Earlier today, the Federal Communications Commission (FCC) allowed T-Mobile's parent company Deutsche Telekom to merge its US wireless division with MetroPCS. The FCC believes that the combination will speed LTE deployment, expand MetroPCS into new markets, and overall build a stronger and faster national telecommunications network. The deal, announced in October
, would see the nation's fourth-largest carrier merging with its fifth-largest. MetroPCS' 9.3 million-strong customer base would be added to T-Mobile's existing 33.2 million customers
The Department of Justice allowed the 30-day antitrust waiting period to lapse
without comment, giving tacit approval to the deal. Assuming the shareholders approve the deal, $1.5 billion in cash will be paid to stock owners, and they will be provided a total 26 percent share in the merged company. Major shareholders P. Schoenfeld Asset Management and Paulson and Company are voting against the merger, citing too much combined debt. The combined pair own nearly 20 percent of the company.
FCC chairman Julian Genachowski said in a statement about the merger that "with today's approval, America's mobile market continues to strengthen, moving toward robust competition and revitalized competitors.

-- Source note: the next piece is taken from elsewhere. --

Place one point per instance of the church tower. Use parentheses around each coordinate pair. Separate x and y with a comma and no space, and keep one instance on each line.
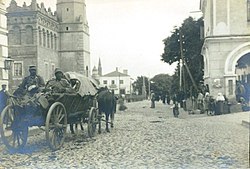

Today's action will benefit millions of American consumers and help the US maintain the global leadership in mobile it has regained in recent years."
MetroPCS and T-Mobile USA currently use different network technologies, meaning that T-Mobile telephones would not be able to operate on MetroPCS' network, and vice versa. Both companies, though, are rolling out 4G networks, and their networks should be interoperable in the future.